Emilio, que es el que habla siempre, se encogió de hombros. Los dos hermanos se encontraban tranquilos y reposados, como si estuvieran viendo una película. Al juez le pareció que aquello no tenía nada que ver con la sangre fría. Era otra cosa. Algo impalpable y viscoso.

-Ya nos hemos vengado -contestó al fin Emilio-. Ahora que sufra el pueblo.

Y su hermano Antonio asintió, cabeceando.

-Pero habéis matado a nueve personas y…

Emilio le interrumpió.

-Que sufran. También sufrió mi madre.

A Luciana, apodada la Víbora, y su hermana Angela, la policía las hizo subir en un vagón de primera y las acompañó a Badajoz.
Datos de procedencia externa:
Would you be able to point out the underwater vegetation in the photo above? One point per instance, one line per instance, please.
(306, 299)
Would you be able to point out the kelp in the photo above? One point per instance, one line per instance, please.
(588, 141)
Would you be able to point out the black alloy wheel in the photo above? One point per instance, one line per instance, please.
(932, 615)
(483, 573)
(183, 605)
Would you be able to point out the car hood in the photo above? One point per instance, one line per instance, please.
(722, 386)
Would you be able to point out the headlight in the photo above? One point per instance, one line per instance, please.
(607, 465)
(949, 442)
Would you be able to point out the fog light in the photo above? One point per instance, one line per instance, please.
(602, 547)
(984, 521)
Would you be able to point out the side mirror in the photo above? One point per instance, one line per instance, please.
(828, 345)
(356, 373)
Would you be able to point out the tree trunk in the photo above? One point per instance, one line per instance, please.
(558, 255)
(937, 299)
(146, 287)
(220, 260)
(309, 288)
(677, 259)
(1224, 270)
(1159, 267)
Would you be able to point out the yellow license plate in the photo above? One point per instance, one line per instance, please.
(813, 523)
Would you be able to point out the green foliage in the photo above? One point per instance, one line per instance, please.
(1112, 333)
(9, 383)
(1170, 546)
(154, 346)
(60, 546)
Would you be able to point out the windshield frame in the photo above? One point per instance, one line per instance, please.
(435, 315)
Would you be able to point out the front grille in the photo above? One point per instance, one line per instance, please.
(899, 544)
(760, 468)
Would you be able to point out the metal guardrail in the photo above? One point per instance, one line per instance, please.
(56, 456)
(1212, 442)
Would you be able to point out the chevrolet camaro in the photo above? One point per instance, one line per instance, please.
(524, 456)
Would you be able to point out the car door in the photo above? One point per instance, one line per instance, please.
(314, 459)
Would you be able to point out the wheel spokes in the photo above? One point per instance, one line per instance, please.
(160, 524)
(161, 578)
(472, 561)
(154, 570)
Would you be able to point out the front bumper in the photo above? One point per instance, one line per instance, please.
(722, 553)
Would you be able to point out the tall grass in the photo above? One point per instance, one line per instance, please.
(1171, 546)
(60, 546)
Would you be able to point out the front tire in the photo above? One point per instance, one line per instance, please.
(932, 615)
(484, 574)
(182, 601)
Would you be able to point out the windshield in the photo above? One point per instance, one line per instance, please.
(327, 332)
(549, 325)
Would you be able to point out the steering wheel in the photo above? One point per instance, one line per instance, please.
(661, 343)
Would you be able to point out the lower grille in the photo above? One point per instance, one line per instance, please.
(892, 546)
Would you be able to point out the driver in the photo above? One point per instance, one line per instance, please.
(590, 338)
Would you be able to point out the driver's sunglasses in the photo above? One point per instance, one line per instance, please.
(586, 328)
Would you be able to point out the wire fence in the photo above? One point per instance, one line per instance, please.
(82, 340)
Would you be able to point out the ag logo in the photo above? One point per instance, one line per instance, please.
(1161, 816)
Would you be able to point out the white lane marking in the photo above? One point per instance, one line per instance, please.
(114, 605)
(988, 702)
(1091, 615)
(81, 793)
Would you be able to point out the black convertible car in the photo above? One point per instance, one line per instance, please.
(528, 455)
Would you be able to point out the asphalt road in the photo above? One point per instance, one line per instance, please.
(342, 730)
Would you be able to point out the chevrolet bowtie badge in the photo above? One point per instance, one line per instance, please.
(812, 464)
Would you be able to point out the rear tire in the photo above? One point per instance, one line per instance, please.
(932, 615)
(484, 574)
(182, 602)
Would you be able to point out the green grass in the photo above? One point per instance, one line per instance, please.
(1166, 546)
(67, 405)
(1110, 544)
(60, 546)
Allí estaba previsto que un coche de la Guardia Civil las acompañara a Castuera, donde el juez Casiano Rojas las interrogaría.

La estación se encontraba llena de periodistas, curiosos y la Guardia Civil. Entre los curiosos se encontraba Antonio Cabanillas, cuyo hermano Amadeo, el guapo, requerido en amores inútilmente por Luciana, la Víbora, fue asesinado a cuchilladas por Jerónimo Izquierdo en 1961. Ese mismo Antonio Cabanillas fue también cosido a puñaladas por el mismo Jerónimo, el mayor de la camada Izquierdo, en 1986.

Y ahora, en 1990, ese mismo Antonio Cabanillas había perdido a dos hijas, Antoñita y Encarnita, bajo la metralla de otros Izquierdo.

La Guardia Civil le encontró entre sus ropas un cuchillo de monte. Contestó, cuando le preguntaron por qué llevaba eso encima:

-Por nada, siempre lo llevo.

Emilio y Antonio descansan ahora en la prisión de Badajoz y sus hermanas Luciana y Angela en el Hospital Psiquiátrico Penitenciario de Mérida.

No se ven, ni se escriben, ni parecen echarse de menos los unos a los otros. Cada uno. debe seguir sintiendo los mismos zumbidos, los mismos ruidos en las cabezas. Ese crepitar dentro del cerebro que no abandona a uno ni de día ni de noche y que surgió en el mismo momento en que la anciana Isabel Izquierdo gritaba achicharrándose en su casa de Puerto Hurraco, allá en 1984.